James has his own plan: to have Farnsworth killed while the insurance man is dressed as the outlaw so that James and his soon-to-be "widow", Cora Lee Collins, can collect on the $100,000 insurance policy. Farnsworth avoids several attempts on his life while he and Collins fall in love.

After the last attempt is made on his life, Farnsworth impersonates the Justice of the Peace, who is supposed to marry James and Collins. Farnsworth and Collins make a run for it in buckboard wagon, with her driving and he having fallen through and having to run as fast as he can stuck in that position. They end up in a gun battle with the James Gang; several Western heroes from television and the movies make their cameos to surreptitiously help Farnsworth.

In the end, Farnsworth is celebrated as a hero, marries Collins, and becomes president of the insurance company. He boasts to a potential client that he offers protection for every contingency. His secretary announces Mrs. Farnsworth. It is Collins, followed by their six red-headed children, the youngest a pair of twins. "Well, you can't get insurance against everything," he says to the audience.
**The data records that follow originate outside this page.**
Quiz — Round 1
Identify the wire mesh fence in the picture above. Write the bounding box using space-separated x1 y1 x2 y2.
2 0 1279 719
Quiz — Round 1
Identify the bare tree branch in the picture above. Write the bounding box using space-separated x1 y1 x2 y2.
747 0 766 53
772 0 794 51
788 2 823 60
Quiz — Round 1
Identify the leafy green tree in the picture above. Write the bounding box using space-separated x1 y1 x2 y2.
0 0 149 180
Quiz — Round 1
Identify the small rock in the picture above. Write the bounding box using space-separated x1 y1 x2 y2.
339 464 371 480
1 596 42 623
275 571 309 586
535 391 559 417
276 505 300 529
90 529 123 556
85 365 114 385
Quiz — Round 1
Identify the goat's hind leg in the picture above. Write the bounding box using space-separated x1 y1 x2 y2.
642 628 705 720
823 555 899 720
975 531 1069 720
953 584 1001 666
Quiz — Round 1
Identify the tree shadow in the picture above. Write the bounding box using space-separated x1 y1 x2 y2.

His wife whispers in his ear and, as "The end" appears on screen, Farnsworth shrugs and rolls his eyes at the audience.

==Cast==
- Bob Hope as Milford Farnsworth
- Rhonda Fleming as Cora Lee Collins
- Wendell Corey as Jesse James
- Scatman Crothers as a train porter
- Gloria Talbott as Princess Irawanie
- Jim Davis as Frank James
- Will Wright as Titus Queasley
- Mary Young as 'Ma' James
- Jack Lambert as Snake Brice
- Mickey Finn as Tough #2 in Dirty Dog Saloon
- Bob Gunderson as James Gang member
- Fred Kohler, Jr. as James Gang member
- Ethan Laidlaw as James Gang member
- Glenn Strange as James Gang member
- Trigger (horse) as Trigger

==Production==
William Bowers wrote the script with Bud Beauchamp based on a story that Bob Hope owned. They wrote it in four weeks.
==Cameo appearances==
The gunfight scene at the end of the film features a number of cameo appearances by movie and television personalities who help Farnsworth and Collins defeat the James Gang. Although none are identified by character name in the film, each actor is dressed in the costume they wear playing the iconic Western character he or she portrayed on television or film. Most repeat the cliché of blowing non-existent smoke from their gun barrels, and they speak dialogue evoking their characters.

- Hugh O'Brian as Wyatt Earp: "That got 'em!"
- Ward Bond as Major Seth Adams from WagonTrain: "Well, back to the wagon."
- James Arness as Marshal Matt Dillon in the television series Gunsmoke: "Well, another one for boot hill."
- Roy Rogers (as himself), known for his radio and television programs, and many films, including an earlier Hope western, Son of Paleface.
- Fess Parker as Davy Crockett, as he portrayed him in the Disney film and television miniseries, says, "Shoot at my friend, will ya", as he moves to reload his flintlock (which does smoke).
- Gail Davis as Annie Oakley: "A little high…"
- Gary Cooper as himself: "Yep". Cooper also wears a dark blue shirt, a black hat and a badge. He is not dressed as Will Kane from High Noon.
- Jay Silverheels as Tonto, the Lone Ranger's partner on the television show, shoots one of the villains with an arrow. "Paleface bite dust."
- Bing Crosby, dressed in TV-style Western regalia and wearing a badge, ends the gunfight by shooting Jesse James' gun out of his hand. Crosby coughs when blowing into his gun, shakes his head, then shrugs and says to the audience, "This fellow needs all the help he can get," a reference to similar comments breaking the fourth wall in the Hope and Crosby "Road to…" pictures.
Following the theatrical release of the film, some later versions did not include all the cameos due to myriad legal problems with the rights, but Hope's clout at the time was so great that he managed to gather a dazzling array of screen cowboys for the original. The 2007 MGM Movie Legends DVD release of the film includes all of the cameos. The print streamed on TCM.com in August 2023 including all of the actors listed above.